The code in this repo implements a self-supervised audio-visual correlation model based on contrastive learning. The model has been trained and evaluated on VGGSound dataset. This model can be used to recommend sounds correlated with the objects/scenes in video frames/images, as described in the above paper.
- download the vggsound dataset
- generate visual frames from the video (using ffmpeg, at 1 frame per second).
- generate corresponding audio frames (using ffmeg)
- generate filterbank audio features for each audio sample (using librosa).

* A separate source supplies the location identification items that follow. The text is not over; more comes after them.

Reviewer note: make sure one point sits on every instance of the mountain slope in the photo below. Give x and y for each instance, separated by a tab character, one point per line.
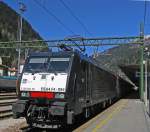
9	30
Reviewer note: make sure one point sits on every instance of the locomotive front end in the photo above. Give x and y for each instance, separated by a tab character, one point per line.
42	91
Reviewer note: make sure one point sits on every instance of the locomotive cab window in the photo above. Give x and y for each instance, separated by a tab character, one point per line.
36	64
58	64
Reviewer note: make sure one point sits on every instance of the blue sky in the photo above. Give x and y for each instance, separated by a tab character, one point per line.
103	18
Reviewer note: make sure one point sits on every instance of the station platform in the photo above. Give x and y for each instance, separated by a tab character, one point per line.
127	115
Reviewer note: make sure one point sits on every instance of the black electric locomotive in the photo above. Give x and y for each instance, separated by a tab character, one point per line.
56	87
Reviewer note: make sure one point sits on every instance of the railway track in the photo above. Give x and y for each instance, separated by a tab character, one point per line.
6	101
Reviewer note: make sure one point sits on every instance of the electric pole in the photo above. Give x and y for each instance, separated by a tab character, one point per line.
22	8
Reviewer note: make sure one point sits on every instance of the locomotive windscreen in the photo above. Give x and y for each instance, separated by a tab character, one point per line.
37	64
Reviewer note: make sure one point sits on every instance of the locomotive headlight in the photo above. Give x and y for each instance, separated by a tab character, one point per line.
59	95
25	94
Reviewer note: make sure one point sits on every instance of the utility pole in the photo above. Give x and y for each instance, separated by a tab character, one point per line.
141	62
22	8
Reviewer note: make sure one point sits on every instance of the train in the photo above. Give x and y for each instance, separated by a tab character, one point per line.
56	87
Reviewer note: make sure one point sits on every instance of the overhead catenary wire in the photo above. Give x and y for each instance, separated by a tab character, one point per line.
54	16
75	17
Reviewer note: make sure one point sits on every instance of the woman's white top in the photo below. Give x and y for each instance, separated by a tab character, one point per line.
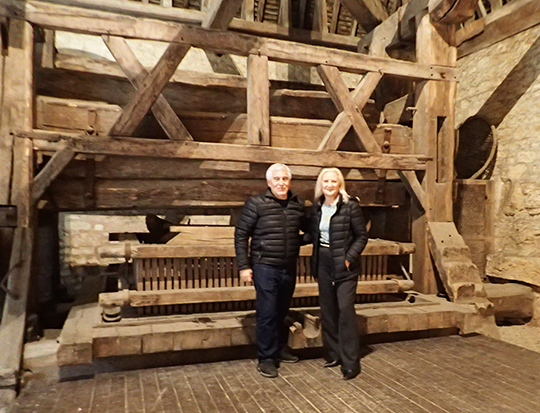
324	226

- create train/test list from the vggsound dataset. See the files in the misc/ folder. Sample lists are in the lists/ folder.
-
modify the paths and configuration, if needed in config.py
-
modify the path to the vggsound video frames and audio data in the files in the /data folder. This folder has the data loader and dataset implementation for vggsound.
-
the models are in the models/folder. The model is a 2-stream deep convolutional model enhanced with multiple attention layers. It takes as input a pair of (image, filterbank audio feature generated from the audio). Audio and visual input that are temporally aligned in the original video form a positive pair while audio and visual input from different time segments form a negative pair. The model is trained using contrastive loss.
-
To train, run: python main_vggsound.py
-
modify the paths and configuration, if needed in eval_config.py.
- set the path to the trained model in this file.

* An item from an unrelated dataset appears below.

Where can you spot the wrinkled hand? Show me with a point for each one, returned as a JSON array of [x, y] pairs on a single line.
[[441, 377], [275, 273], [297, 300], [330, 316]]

- provide the audio list and visual frames for which sound recommendations need to be generated. See the files in the lists/ folder.

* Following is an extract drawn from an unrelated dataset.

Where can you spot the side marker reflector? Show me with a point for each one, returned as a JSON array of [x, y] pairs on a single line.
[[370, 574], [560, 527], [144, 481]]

- provide the path to the output file
-
To evaluate, run: python main_eval_reco.py
- the evaluation code is in eval_self_super_av.py.
- to generate sound recommendations, the code first generates the audio and visual embeddings for the input using the trained contrastive model and finds the top-k audio samples that are best correlated with the visual input, based on euclidean distance.
-
the top-k sound recommendations for input image/frame will be generated as a json file.